Lack of data delays labor plan

Ahead of an imminent second wave of staff reductions in the public sector, it appears that local and central government departments are still reluctant to provide details of civil servants? pension credits, thereby holding up the process.

Kathimerini understands that only one in three departments has supplied information about how close to retirement its employees are. Even the Finance Ministry, which has urged other parts of the civil service to meet tight deadlines, has been slow in producing the data. Only 213 of 325 municipalities have so far provided details about their employees.

The process has been complicated by hundreds of public sector workers submitting their retirement papers in a bid to avoid being inducted into the labor reserve program, which would mean that they would receive 60 percent of their salary for a year before being liable for redundancy.

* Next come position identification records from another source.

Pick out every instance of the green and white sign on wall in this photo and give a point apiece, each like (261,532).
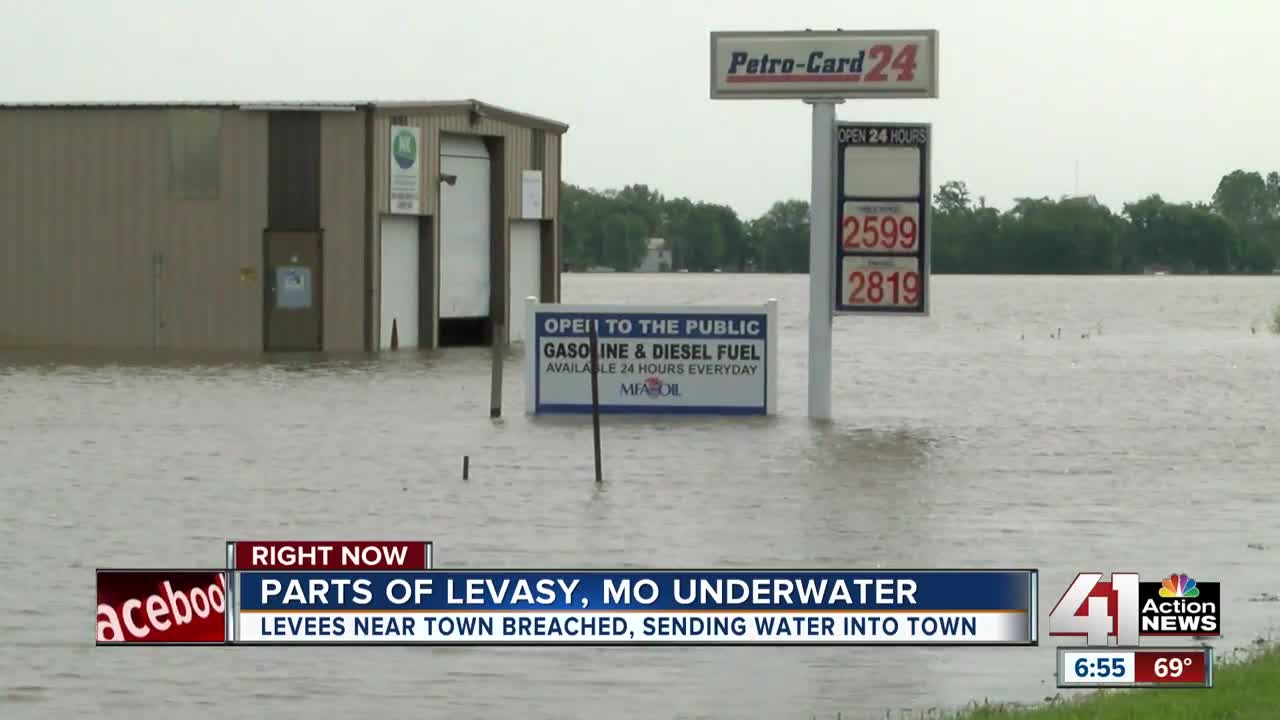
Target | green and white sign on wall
(406,163)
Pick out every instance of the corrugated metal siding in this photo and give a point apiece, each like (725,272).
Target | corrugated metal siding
(342,215)
(85,205)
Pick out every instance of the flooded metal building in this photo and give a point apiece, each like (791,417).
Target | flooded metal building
(279,227)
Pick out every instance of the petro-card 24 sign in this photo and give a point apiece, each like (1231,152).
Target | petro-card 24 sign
(653,360)
(810,65)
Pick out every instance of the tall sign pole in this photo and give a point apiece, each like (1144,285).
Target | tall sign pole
(824,68)
(821,256)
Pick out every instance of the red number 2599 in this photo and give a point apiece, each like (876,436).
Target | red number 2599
(878,232)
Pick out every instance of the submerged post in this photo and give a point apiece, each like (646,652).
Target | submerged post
(496,379)
(821,256)
(595,397)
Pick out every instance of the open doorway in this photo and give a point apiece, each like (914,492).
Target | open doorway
(465,332)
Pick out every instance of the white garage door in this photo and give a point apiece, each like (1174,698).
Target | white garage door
(525,272)
(400,288)
(465,228)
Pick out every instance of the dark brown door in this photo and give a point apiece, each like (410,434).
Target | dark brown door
(295,285)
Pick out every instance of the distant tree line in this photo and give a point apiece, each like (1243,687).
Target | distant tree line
(1238,231)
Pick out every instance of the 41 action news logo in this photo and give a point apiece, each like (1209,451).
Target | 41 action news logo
(1127,609)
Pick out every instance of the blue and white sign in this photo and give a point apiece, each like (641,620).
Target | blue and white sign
(657,359)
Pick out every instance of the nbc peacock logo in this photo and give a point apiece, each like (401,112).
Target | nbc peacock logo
(1178,586)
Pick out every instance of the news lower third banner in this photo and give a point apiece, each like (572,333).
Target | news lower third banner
(673,607)
(302,593)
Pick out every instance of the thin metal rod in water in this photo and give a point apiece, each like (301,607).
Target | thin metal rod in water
(822,251)
(496,381)
(595,399)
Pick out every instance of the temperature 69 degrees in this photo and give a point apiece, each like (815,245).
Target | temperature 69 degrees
(1136,668)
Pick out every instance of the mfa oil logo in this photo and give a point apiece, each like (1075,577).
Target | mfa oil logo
(1127,609)
(405,149)
(653,387)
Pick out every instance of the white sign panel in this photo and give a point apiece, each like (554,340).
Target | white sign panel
(531,195)
(406,165)
(659,360)
(824,64)
(882,218)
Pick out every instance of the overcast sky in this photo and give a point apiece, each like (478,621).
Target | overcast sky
(1144,96)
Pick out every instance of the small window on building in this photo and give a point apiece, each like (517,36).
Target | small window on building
(195,167)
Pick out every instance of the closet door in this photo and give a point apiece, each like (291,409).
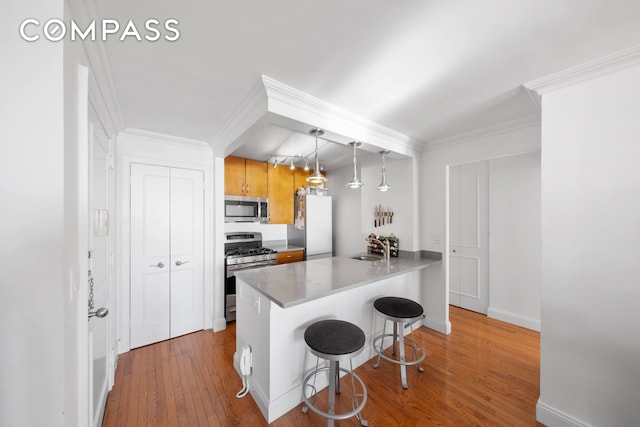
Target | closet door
(469,236)
(150,254)
(187,251)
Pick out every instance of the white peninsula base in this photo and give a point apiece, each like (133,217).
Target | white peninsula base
(276,334)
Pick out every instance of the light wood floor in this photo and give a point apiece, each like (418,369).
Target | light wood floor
(485,373)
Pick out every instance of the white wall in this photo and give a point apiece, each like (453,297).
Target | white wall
(590,345)
(433,203)
(32,277)
(514,240)
(157,149)
(401,199)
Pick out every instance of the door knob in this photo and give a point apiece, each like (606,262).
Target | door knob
(100,313)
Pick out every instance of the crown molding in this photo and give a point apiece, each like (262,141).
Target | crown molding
(102,89)
(485,132)
(163,138)
(270,99)
(252,108)
(607,64)
(291,102)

Unionists have condemned the scheme as a roundabout way of sacking public sector employees.

Just over 4,200 civil servants have opted for early retirement over the last few weeks rather than wait to be put in the labor reserve. At municipalities, 620 employees have recently opted to begin picking up their pension checks.

Kathimerini has learned that a second wave of around 19,000 civil servants are to be pushed into early retirement or a labor reserve scheme on heavily docked wages from January 1.

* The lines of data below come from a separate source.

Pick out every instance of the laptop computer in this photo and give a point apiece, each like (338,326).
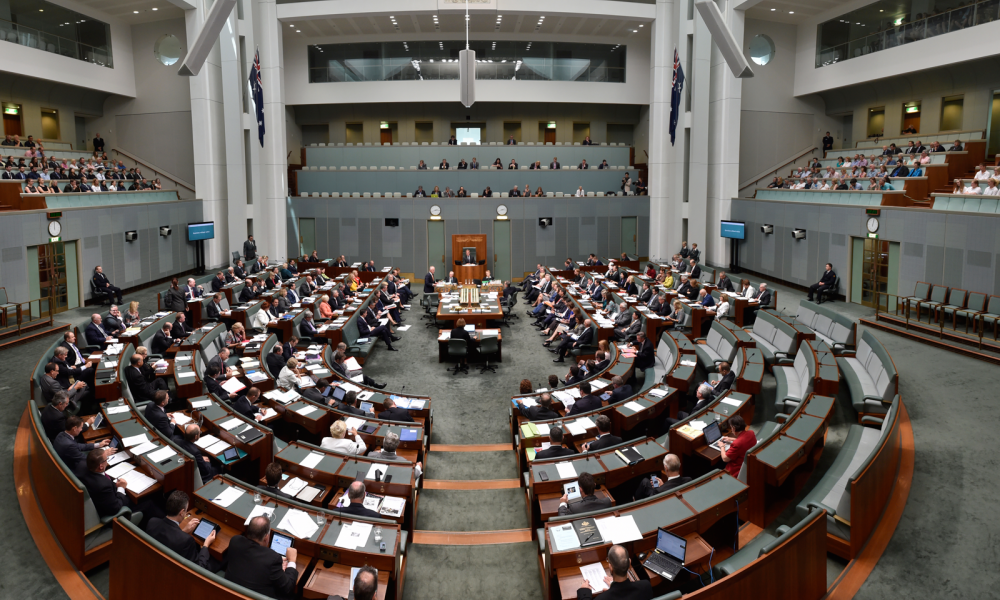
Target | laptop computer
(712,435)
(668,557)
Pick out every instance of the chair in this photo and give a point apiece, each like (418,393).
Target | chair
(458,349)
(489,346)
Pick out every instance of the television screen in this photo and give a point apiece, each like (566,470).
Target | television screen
(201,231)
(734,230)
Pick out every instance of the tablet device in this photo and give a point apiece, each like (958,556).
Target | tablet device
(280,543)
(204,529)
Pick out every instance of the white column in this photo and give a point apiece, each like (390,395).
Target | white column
(208,135)
(663,199)
(270,220)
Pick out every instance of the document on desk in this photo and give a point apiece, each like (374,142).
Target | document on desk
(258,511)
(298,523)
(564,537)
(135,440)
(594,574)
(311,460)
(565,470)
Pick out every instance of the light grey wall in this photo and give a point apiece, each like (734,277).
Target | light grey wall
(155,125)
(774,124)
(100,235)
(959,250)
(357,229)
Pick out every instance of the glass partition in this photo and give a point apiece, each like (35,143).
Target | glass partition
(409,61)
(52,28)
(886,24)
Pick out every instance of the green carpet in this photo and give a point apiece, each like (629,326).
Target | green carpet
(494,571)
(471,510)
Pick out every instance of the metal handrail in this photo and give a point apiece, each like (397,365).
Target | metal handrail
(156,170)
(756,179)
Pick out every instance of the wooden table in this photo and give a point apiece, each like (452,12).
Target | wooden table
(477,338)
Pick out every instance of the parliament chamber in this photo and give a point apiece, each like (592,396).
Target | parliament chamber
(620,299)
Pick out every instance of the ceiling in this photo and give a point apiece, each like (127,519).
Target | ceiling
(790,11)
(132,12)
(417,24)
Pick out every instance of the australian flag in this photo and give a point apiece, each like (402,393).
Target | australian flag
(257,96)
(675,97)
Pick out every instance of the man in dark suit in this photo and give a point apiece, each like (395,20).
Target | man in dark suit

The public servants in question are all on open-ended contracts and employed in ministries, state-backed bodies and other parts of the broader civil service.

Of the 19,000, around 12,000 are close to retirement — having completed 33 years of service — and another 7,000 are employed in state bodies which are slated for closure or merging with other organizations.

Last week, authorities began transferring some 14,000 civil servants, who are either close to or at retirement age, into the labor reserve.

The process is being coordinated by the Administrative Reform Ministry.